The cells at P5 were used for the proliferation assay in the Xcelligence device, as previously described, with minor modifications [12]. The background impedance in each well was measured using 40 μL of the complete medium. Then, 14,000 ASM cells were seeded in 100 μL of the complete medium in each well and left to equilibrate at room temperature for 30 min before data recording. The ASM cells were grown at 37 °C in a humidified atmosphere with 5% CO2 for 20 h and monitored for impedance to assess baseline cell proliferation. Autologous extracellular vesicles from each condition (vesicles from neutrophils collected in remission or exacerbation, treated or not treated with LPS) were resuspended in 60 μL of culture media (4000 EVs/ASM cell) and added after the first 20 h of the culture, when proliferation was no longer exponential (plateau-phase cells), as previously described [12]. Three types of control were used: negative (no cells, only culture medium), control with untreated ASM cells (cells with the culture medium), and ASM cells incubated with the supernatant from the last ultracentrifugation step of EVs isolation (to determine if residual LPS, if present, could influence ASM proliferation). In each condition, the same amount of culture medium and FBS was added to ensure comparable conditions. Each condition was performed in triplicate.
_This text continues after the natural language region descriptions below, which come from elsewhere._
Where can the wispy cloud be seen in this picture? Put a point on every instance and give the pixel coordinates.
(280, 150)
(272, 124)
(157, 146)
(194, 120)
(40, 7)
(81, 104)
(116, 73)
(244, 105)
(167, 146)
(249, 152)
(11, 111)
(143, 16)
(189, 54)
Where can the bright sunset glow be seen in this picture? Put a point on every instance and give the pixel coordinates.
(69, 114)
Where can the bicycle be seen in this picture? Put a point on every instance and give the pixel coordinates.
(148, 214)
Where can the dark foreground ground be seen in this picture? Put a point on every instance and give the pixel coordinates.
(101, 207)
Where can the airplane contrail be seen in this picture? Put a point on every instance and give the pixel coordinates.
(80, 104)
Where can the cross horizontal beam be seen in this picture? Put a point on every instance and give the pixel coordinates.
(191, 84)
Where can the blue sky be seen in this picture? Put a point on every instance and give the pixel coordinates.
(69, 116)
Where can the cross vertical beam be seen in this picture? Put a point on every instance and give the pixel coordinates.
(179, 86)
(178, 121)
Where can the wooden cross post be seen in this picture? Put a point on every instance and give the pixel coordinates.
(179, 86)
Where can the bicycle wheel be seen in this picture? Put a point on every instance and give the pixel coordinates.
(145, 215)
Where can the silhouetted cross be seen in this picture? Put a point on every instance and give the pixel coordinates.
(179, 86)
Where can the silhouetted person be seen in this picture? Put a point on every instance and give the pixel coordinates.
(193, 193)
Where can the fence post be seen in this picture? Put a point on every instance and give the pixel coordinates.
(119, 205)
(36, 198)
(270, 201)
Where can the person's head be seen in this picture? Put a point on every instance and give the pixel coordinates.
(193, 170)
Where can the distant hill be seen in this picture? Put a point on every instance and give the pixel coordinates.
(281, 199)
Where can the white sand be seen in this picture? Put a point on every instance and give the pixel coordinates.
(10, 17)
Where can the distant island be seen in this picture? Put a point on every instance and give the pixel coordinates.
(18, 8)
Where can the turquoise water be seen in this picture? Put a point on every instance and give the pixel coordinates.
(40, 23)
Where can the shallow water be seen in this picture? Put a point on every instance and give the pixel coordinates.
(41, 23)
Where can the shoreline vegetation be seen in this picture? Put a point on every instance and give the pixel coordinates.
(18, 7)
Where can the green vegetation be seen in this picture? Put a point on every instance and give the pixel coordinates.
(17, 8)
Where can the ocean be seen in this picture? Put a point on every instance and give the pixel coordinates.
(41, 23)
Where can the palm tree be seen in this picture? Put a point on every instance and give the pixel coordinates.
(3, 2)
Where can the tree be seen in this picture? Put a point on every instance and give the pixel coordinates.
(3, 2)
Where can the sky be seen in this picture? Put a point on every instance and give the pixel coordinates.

The impedance value of each well was monitored every 15 min for a total duration of 50 h. The data were analyzed using the Xcelligence software (version 1.2.1) and expressed as the impedance normalized to the last cell index recorded before the time of EV addition (mean of the triplicates). The rate of cell growth was determined by calculating the slope of the line between the time point 20 h (just before the addition of EVs) and the time point 50 h. The data are shown starting at 15 h after the addition of EVs, when electrical impedance stabilized among the triplicates.

2.7. Statistical Analysis

The data were analyzed using GraphPad Prism version 9.3.1 for Windows (GraphPad Software, San Diego, CA, USA). Normality was assessed with the Shapiro–Wilk test. Data are shown with the mean and standard error of the mean when normally distributed and with the median and 25th and 75th percentile when not. BAL fluid percentages were compared with paired T-tests, or Wilcoxon tests, as appropriate. Two-way ANOVA with Bonferroni multiple comparison tests was used for the rest of the data (with the disease status and the cell treatment with or without LPS as independent variables for most analyses, and with the disease status and the impulse frequency as independent variables for lung function evaluation).

3. Results

3.1. Characterization of the Clinical Status of Horses with Severe Asthma

Eight horses with well-characterized severe asthma were studied (aged 16.9 ± 2.0 years, mixed breeds, five mares and three geldings). The horses were first evaluated during disease remission, when no clinical signs of asthma were present, and after several weeks of antigenic exposure, when respiratory efforts were visible at rest, indicating the development of an exacerbation. As expected, the whole-breath resistance was significantly increased (p < 0.0001) during clinical exacerbation, particularly at low impulse frequencies, demonstrating peripheral airway obstruction (effect of the impulse frequency p = 0.02, interaction between impulse frequency and disease status p < 0.0001; Figure 1a). Similarly, the whole-breath reactance was significantly decreased (p < 0.0001), mainly at lower impulse frequencies (p = 0.03) after the antigenic exposure (Figure 1b).
The clinical status was also confirmed by the cytology of BAL fluid, as horses with severe asthma are expected to develop substantial airway neutrophilia during exacerbation. The natural antigenic exposure with hay increased the airway neutrophilia in all horses (p = 0.008), with a concomitant decrease in the percentages of lymphocytes (p = 0.014) and macrophages (p = 0.003; Figure 2). The percentages of mast cells and eosinophils were low and did not vary with the clinical status (data not shown; the complete datasets are provided in the UdeM Dataverse repository).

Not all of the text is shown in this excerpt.